All of the above shows that, while the Tenant Fees Act is a significant landmark, agents were already under pressure in a challenging and increasingly costly market. As a result, it is becoming more and more important for those agencies to look at ways they can reduce expenditure, without compromising (in fact, increasing) efficiency or the high level of service they offer their customers. Many of them are achieving this by employing estate agency software that helps them manage their portfolios, and we are seeing this growth first-hand. A recently published MRI Software survey of CEOs, directors and top managers in the property sector revealed that the overall uptake of property technology in the UK is strong, with two thirds (66%) of survey respondents already adopting a specialist solution.
By making use of technology to streamline processes and centralise all information such as notes, activities, leases and opportunities, agents can complete daily tasks more efficiently and better track key business activities and relationships. It is crucial to adopt a data-driven culture when managing consumers, clients and stakeholders today because it allows agencies to gain actionable insight into their operations to better inform business strategies and activities. We can see this growing importance from the results of the MRI survey where half of the respondents (49%) see specialist technology as critical to growing their business, boosting productivity and tackling regulatory challenges.

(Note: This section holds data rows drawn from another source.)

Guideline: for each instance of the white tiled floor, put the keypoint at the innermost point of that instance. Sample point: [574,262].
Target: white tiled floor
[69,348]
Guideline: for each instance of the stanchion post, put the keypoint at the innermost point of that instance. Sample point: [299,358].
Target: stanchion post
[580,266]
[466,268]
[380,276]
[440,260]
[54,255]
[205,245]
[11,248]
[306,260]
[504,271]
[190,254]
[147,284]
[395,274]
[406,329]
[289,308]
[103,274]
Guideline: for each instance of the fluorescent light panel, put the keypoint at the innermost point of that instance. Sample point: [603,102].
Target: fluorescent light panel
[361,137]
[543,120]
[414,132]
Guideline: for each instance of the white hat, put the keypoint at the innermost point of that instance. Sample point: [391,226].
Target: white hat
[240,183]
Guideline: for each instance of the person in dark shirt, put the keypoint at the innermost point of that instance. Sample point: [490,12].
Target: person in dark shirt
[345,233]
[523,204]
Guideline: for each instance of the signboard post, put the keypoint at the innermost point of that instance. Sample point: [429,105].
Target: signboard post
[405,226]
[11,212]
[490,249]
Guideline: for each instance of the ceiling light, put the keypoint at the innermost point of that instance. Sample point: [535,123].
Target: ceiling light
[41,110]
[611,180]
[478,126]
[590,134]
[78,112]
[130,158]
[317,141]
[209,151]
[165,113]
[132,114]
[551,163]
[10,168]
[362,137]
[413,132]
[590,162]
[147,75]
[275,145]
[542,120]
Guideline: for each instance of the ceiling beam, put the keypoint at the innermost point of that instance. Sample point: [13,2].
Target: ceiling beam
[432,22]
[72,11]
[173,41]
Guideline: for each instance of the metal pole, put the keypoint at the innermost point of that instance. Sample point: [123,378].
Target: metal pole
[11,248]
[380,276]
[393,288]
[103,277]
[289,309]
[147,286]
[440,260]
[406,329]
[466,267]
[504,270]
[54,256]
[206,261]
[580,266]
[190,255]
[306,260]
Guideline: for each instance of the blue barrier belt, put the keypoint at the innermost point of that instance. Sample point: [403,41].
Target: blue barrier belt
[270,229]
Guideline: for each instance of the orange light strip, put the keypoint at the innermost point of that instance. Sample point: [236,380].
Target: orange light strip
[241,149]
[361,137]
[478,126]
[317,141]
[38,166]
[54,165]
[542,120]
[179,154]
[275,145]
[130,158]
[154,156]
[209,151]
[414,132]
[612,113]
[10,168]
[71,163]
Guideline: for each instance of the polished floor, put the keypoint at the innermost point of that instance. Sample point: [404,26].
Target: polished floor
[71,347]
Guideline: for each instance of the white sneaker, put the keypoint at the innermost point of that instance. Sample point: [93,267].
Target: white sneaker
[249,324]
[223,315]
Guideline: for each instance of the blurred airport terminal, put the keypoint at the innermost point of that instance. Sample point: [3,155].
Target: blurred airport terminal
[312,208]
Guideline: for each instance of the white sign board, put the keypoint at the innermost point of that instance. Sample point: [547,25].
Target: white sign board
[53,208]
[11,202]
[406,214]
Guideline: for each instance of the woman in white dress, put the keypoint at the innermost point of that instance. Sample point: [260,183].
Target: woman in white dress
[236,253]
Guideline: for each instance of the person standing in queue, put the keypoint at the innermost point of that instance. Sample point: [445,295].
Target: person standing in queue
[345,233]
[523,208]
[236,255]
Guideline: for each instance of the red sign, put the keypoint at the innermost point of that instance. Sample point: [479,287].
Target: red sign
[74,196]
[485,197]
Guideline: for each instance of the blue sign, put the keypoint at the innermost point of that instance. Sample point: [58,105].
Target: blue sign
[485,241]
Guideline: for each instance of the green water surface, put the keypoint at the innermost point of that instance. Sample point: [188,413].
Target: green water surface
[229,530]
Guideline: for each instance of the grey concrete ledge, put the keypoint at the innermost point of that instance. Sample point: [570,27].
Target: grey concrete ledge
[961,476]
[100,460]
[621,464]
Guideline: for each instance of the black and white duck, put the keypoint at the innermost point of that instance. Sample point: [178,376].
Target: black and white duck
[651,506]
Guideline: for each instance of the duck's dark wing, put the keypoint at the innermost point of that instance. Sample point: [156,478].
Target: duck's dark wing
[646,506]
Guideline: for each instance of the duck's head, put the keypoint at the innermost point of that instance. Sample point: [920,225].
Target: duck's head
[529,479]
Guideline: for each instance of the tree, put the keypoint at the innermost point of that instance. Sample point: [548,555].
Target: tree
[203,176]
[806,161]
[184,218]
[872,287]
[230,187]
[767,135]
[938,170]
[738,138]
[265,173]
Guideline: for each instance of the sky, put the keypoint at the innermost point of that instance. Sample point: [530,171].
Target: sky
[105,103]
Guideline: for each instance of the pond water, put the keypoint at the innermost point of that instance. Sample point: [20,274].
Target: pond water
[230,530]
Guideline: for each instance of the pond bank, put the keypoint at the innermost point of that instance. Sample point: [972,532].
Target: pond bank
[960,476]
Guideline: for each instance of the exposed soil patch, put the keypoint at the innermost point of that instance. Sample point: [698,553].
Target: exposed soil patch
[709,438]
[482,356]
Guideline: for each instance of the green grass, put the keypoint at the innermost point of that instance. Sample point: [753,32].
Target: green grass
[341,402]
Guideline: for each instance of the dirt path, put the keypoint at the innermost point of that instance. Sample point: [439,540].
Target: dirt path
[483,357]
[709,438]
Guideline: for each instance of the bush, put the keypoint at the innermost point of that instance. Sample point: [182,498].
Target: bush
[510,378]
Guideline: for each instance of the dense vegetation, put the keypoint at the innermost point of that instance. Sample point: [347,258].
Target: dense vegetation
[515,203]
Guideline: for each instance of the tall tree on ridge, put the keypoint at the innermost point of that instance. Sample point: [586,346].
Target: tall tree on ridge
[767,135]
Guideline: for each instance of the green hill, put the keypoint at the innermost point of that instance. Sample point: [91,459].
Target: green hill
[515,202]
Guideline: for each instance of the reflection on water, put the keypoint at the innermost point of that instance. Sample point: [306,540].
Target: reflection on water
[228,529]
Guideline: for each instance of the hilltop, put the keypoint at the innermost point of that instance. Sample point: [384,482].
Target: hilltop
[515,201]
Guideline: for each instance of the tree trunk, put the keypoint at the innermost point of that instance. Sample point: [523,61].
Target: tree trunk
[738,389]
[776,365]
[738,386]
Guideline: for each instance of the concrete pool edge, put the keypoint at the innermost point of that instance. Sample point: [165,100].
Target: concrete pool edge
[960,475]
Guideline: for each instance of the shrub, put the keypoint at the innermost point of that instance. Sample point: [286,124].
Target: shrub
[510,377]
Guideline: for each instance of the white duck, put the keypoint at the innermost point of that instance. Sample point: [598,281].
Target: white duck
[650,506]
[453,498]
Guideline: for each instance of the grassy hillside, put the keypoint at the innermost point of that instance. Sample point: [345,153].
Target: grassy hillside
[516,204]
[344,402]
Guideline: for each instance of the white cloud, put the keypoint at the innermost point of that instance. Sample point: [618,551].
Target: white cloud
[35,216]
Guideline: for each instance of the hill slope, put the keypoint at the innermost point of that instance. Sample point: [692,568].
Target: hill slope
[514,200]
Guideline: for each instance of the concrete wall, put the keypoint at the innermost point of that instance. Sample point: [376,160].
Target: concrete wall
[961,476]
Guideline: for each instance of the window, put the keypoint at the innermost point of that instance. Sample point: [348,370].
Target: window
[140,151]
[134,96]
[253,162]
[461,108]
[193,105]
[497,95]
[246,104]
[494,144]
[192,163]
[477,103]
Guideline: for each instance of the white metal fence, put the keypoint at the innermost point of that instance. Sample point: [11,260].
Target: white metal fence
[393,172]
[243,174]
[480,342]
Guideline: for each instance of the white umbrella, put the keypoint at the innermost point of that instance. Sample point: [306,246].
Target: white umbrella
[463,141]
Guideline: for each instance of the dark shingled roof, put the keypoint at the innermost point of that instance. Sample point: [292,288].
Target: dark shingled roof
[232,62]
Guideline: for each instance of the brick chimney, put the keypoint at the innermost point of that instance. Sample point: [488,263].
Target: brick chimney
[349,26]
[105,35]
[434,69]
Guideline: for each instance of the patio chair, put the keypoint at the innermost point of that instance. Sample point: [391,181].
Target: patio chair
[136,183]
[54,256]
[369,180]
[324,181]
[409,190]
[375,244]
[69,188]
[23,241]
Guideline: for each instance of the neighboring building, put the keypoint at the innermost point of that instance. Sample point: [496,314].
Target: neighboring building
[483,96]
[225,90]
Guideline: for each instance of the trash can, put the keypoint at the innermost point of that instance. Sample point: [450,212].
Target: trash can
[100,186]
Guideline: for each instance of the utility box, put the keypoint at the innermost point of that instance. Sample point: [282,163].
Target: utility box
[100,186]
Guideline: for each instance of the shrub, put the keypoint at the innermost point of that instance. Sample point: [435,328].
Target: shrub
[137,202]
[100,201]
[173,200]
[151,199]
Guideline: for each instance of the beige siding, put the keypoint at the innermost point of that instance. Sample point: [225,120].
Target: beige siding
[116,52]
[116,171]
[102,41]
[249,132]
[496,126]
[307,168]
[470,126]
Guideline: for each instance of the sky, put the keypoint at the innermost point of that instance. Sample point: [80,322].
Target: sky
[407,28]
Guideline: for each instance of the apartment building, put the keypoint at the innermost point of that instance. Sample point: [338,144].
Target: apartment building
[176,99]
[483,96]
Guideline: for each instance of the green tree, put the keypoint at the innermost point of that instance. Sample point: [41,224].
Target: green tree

By employing such technology, agents will also radically modernise their systems, which in turn will help them meet the expectations of today’s tech savvy renters, landlords and employees who demand fast, efficient and top-quality services from businesses. These high expectations mean businesses who do not adopt modern practices will not be able to survive, let alone thrive, in this fast-changing UK rental sector. Without digital solutions, agencies can no longer keep up, and investing in technology is quickly becoming non-negotiable. This is not only so that they can deliver better value for their customers, but also to equip themselves with data and analytics that can help them seize commercial opportunities and can take their businesses to the next level.